For the FSL processing a GLM approach with local autocorrelation correction was used on square stimulus functions convolved with the canonical Gamma HRF and it’s first derivative [5,9]. Linear stimulus/baseline contrast analysis and t-tests are applied to obtain the SPM, followed by cluster thresholding by the Gaussian Random Fields (GRF) theory. Since the results provided by this "’standard"’ method are depend on the inference p-value and clustering Z -score threshold values used, our experienced experimentalist provided two results of SPM-GLM: a relatively strict result and a more loose result, displayed on columns d) and e) of Fig. 2 respectively. The proposed SPM-Drift-GC method results are displayed on columns a), b) and c) of Fig. 2.

Fig. 2. Activated regions obtained by the new SPM-Drift-GC (a-b-c) and standard SPM-GLM (d-e) methods, on the visual (left) and motor (right) real data, where each row (1), 2), 3) and 4)) corresponds to a different stimulus. Left to right: a) Binary SPM-Drift algorithm results without GraphCuts; b) Binary SPM-Drift-GC algorithm results; c) Weighted SPM-Drift-GC algorithm results; d) SPM-GLM algorithm Strict results; e) SPM-GLM algorithm Loose results. Activation intensity is color coded from red (0) to yellow (1) and is overlaid on the EPI brain image with linearly decreasing transparency from 100% (activity = 0) to 0% (activity > 0.5).

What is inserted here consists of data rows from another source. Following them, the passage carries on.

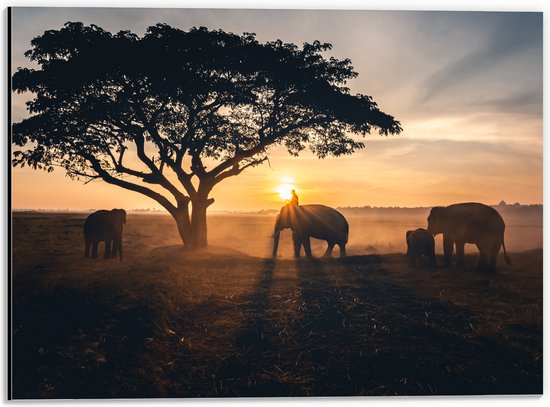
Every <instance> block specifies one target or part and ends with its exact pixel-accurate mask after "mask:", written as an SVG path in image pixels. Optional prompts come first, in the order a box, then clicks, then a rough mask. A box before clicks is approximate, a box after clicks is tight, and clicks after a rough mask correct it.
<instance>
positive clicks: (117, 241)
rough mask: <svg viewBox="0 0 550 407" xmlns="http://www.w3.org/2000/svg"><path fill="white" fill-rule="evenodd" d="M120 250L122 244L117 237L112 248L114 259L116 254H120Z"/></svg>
mask: <svg viewBox="0 0 550 407" xmlns="http://www.w3.org/2000/svg"><path fill="white" fill-rule="evenodd" d="M119 250H120V246H119V243H118V240H117V239H116V238H115V239H114V240H113V249H112V250H111V258H112V259H116V255H117V254H118V252H119Z"/></svg>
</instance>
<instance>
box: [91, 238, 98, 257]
mask: <svg viewBox="0 0 550 407" xmlns="http://www.w3.org/2000/svg"><path fill="white" fill-rule="evenodd" d="M97 244H98V242H92V258H94V259H97Z"/></svg>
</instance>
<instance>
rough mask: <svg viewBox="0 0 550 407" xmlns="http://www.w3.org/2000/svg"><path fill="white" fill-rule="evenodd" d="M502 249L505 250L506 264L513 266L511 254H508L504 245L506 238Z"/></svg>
mask: <svg viewBox="0 0 550 407" xmlns="http://www.w3.org/2000/svg"><path fill="white" fill-rule="evenodd" d="M502 250H503V251H504V261H505V262H506V264H508V265H509V266H511V265H512V259H511V258H510V256H508V253H506V247H505V246H504V238H503V239H502Z"/></svg>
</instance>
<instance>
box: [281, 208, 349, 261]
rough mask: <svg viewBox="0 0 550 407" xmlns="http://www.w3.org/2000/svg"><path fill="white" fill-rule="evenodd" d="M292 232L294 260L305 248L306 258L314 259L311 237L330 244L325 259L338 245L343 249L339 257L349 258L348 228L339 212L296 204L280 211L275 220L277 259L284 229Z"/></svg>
mask: <svg viewBox="0 0 550 407" xmlns="http://www.w3.org/2000/svg"><path fill="white" fill-rule="evenodd" d="M286 228H290V229H292V241H293V244H294V257H300V249H301V247H302V246H304V250H305V252H306V256H308V257H311V245H310V241H309V239H310V237H313V238H315V239H321V240H326V242H327V243H328V247H327V250H326V252H325V254H324V256H325V257H330V256H331V255H332V249H333V248H334V246H335V245H338V246H339V248H340V257H344V256H345V255H346V243H347V242H348V234H349V225H348V222H347V220H346V218H344V215H342V214H341V213H340V212H338V211H337V210H336V209H333V208H329V207H328V206H324V205H296V204H292V203H289V204H287V205H285V206H283V207H282V208H281V211H280V213H279V214H278V215H277V218H276V221H275V232H274V234H273V257H275V256H277V248H278V247H279V235H280V232H281V230H283V229H286Z"/></svg>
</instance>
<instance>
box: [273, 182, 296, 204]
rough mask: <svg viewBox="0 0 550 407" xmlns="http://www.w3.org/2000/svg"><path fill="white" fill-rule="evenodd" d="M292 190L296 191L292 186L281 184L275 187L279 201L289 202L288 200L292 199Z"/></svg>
mask: <svg viewBox="0 0 550 407" xmlns="http://www.w3.org/2000/svg"><path fill="white" fill-rule="evenodd" d="M293 189H294V190H296V188H295V187H294V185H292V184H281V185H279V186H278V187H277V192H278V193H279V196H280V197H281V199H284V200H286V201H289V200H290V198H292V194H291V192H290V191H292V190H293Z"/></svg>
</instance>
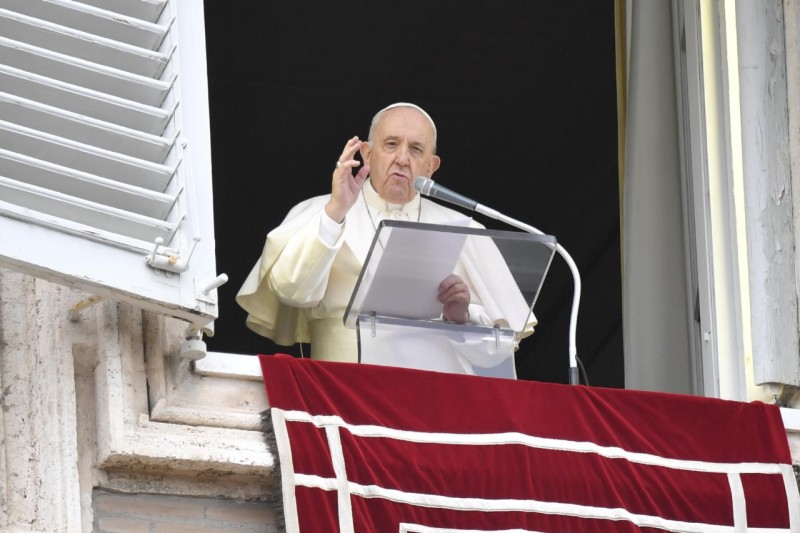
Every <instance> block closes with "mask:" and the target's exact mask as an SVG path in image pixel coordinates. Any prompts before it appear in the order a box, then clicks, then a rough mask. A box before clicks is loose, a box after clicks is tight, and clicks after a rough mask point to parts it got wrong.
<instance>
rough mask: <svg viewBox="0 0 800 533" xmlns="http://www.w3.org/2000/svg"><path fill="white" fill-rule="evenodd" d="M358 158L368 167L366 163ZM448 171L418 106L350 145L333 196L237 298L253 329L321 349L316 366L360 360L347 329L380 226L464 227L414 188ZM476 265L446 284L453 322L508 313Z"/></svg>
mask: <svg viewBox="0 0 800 533" xmlns="http://www.w3.org/2000/svg"><path fill="white" fill-rule="evenodd" d="M358 152H360V154H361V158H362V159H363V162H364V163H363V165H362V164H361V162H360V161H358V159H356V154H357V153H358ZM439 164H440V159H439V157H438V156H437V155H436V126H435V124H434V122H433V120H432V119H431V117H430V115H428V113H426V112H425V111H424V110H422V109H421V108H420V107H418V106H416V105H413V104H409V103H397V104H392V105H390V106H388V107H386V108H384V109H382V110H381V111H379V112H378V113H377V114H376V115H375V117H374V118H373V120H372V125H371V127H370V131H369V138H368V141H367V142H364V141H362V140H360V139H359V138H358V137H353V138H351V139H350V140H348V141H347V143H346V144H345V146H344V149H343V150H342V153H341V155H340V156H339V159H338V161H337V162H336V168H335V169H334V171H333V179H332V186H331V194H328V195H324V196H318V197H315V198H311V199H309V200H306V201H304V202H302V203H300V204H298V205H297V206H295V207H294V208H293V209H292V210H291V211H290V212H289V214H288V215H287V217H286V219H285V220H284V221H283V223H282V224H281V225H280V226H279V227H278V228H276V229H275V230H273V231H271V232H270V233H269V234H268V235H267V241H266V244H265V246H264V250H263V253H262V255H261V258H260V260H259V261H258V263H257V264H256V265H255V267H254V268H253V270H252V272H251V273H250V275H249V276H248V278H247V280H246V281H245V283H244V285H243V286H242V288H241V290H240V291H239V294H238V295H237V302H238V303H239V305H241V306H242V307H243V308H244V309H245V310H246V311H247V312H248V313H249V316H248V319H247V325H248V327H250V329H252V330H253V331H255V332H256V333H259V334H261V335H264V336H265V337H268V338H271V339H272V340H273V341H274V342H276V343H277V344H280V345H292V344H295V343H297V342H311V356H312V358H314V359H321V360H333V361H351V362H355V361H357V360H358V346H357V336H356V332H355V330H352V329H347V328H345V327H344V325H343V315H344V312H345V309H346V307H347V304H348V302H349V300H350V296H351V293H352V291H353V288H354V287H355V284H356V281H357V279H358V276H359V273H360V271H361V268H362V266H363V265H364V261H365V260H366V257H367V254H368V251H369V247H370V244H371V242H372V240H373V237H374V234H375V232H376V229H377V227H378V223H379V222H380V221H381V220H383V219H396V220H412V221H420V222H430V223H439V224H446V223H447V222H449V221H453V220H455V219H462V220H463V219H464V215H462V214H460V213H458V212H456V211H453V210H451V209H448V208H445V207H443V206H440V205H439V204H436V203H434V202H431V201H429V200H427V199H422V198H421V197H420V196H419V194H417V192H416V190H415V189H414V185H413V182H414V178H415V177H416V176H425V177H430V176H432V175H433V173H434V172H436V170H437V169H438V168H439ZM471 224H472V225H473V226H474V227H481V226H480V225H479V224H477V223H475V222H474V221H473V222H471ZM476 255H477V254H476ZM468 263H470V264H471V267H470V265H466V266H464V265H461V264H460V265H459V267H458V268H457V272H456V273H454V274H452V275H450V276H448V277H446V278H445V279H444V280H442V282H441V284H440V286H439V295H438V298H439V301H440V302H441V304H442V317H443V319H445V320H448V321H450V322H455V323H466V322H468V321H469V322H473V323H481V324H493V323H495V322H496V321H497V320H502V319H503V317H502V316H491V314H493V315H499V314H501V311H499V310H498V311H496V312H494V313H491V314H490V313H488V312H487V311H486V308H485V306H484V305H483V304H482V302H481V301H480V297H478V295H477V294H476V291H475V285H476V283H475V282H476V281H478V283H477V285H478V286H479V287H482V288H483V290H484V292H487V291H488V289H487V288H486V287H487V285H490V283H489V284H487V283H486V282H485V281H484V280H479V278H480V277H481V273H480V272H479V270H481V265H480V259H479V258H475V260H474V261H468ZM484 275H485V276H489V273H484ZM472 278H474V279H472ZM478 292H480V291H478ZM486 296H488V294H487V295H484V297H486ZM530 328H531V329H530V330H531V331H532V324H531V326H530Z"/></svg>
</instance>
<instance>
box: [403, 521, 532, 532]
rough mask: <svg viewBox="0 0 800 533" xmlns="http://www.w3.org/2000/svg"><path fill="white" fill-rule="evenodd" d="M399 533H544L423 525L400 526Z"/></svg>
mask: <svg viewBox="0 0 800 533" xmlns="http://www.w3.org/2000/svg"><path fill="white" fill-rule="evenodd" d="M397 533H543V532H541V531H533V530H531V529H453V528H445V529H443V528H440V527H430V526H423V525H421V524H406V523H405V522H403V523H402V524H400V529H399V530H398V532H397Z"/></svg>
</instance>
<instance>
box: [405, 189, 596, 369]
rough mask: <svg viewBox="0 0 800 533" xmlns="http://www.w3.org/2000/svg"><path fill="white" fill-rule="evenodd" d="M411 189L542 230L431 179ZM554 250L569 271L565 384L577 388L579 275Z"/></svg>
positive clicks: (563, 256) (490, 217) (495, 216)
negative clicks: (571, 281)
mask: <svg viewBox="0 0 800 533" xmlns="http://www.w3.org/2000/svg"><path fill="white" fill-rule="evenodd" d="M414 188H415V189H416V190H417V192H419V193H420V194H423V195H425V196H432V197H433V198H439V199H440V200H444V201H445V202H450V203H453V204H455V205H457V206H459V207H463V208H464V209H469V210H470V211H475V212H476V213H480V214H482V215H486V216H487V217H489V218H493V219H495V220H499V221H500V222H505V223H506V224H508V225H509V226H514V227H515V228H518V229H521V230H522V231H527V232H528V233H533V234H535V235H544V233H543V232H542V231H540V230H538V229H536V228H534V227H533V226H529V225H528V224H525V223H524V222H520V221H519V220H516V219H514V218H511V217H509V216H507V215H504V214H503V213H500V212H499V211H495V210H494V209H491V208H489V207H486V206H485V205H482V204H479V203H478V202H476V201H475V200H470V199H469V198H467V197H465V196H462V195H460V194H458V193H457V192H453V191H451V190H450V189H448V188H447V187H443V186H441V185H438V184H436V183H435V182H434V181H433V180H432V179H430V178H426V177H425V176H417V177H416V178H414ZM555 250H556V252H558V253H559V255H561V257H563V258H564V261H565V262H566V263H567V266H568V267H569V270H570V272H572V280H573V282H574V291H573V294H572V313H571V314H570V321H569V322H570V323H569V383H570V385H578V384H579V378H578V346H577V331H578V307H579V306H580V301H581V275H580V273H579V272H578V266H577V265H576V264H575V261H573V259H572V256H570V255H569V253H568V252H567V251H566V250H565V249H564V247H563V246H561V245H560V244H558V243H556V244H555Z"/></svg>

In general, visual inspection of the activation brain maps suggests good agreement between the methods, although the SPM-Drift-GC also detects some regions not present in the strict results, but present, most of them, in the loose results. However, in some brain slices, there are areas only detected as active by SPM-Drift-GC that correspond to low energy estimated HRF’s (coded in transparent red) and somewhat deviant shaped HRF’s from the rigid HRF restrictions of SPM-GLM.

Conclusions

In this paper, a new data-dependent and automatic estimation method for the HyperParameters of a MRF described by a Gibbs distribution is proposed and applyed in the detection of activated brain areas in fMRI. Here, estimation and inference are joined together and the drift and HRF estimation and iteratively estimated by taking into account the spatial correlation.

Monte Carlo tests with synthetic data are presented to characterize the performance of the algorithm in terms of error probability. The introduction of the final step with graph-cuts greatly improves the accuracy of the algorithm, yielding an error probability that is close to zero even at the high noise levels observed in real data.

Real data activation results are consistent with a standard GLM approach, and most importantly, the activation clusters are best matched with the ones obtained at a significance threshold validated by the specialist, but with the advantage that the specification of user-defined subjective thresholds are not required. With the proposed method it also becomes unnecessary to apply spatial smoothing an high-pass temporal filtering as pre-processing steps, while accounting for important physiological properties of the data by estimating the HRF.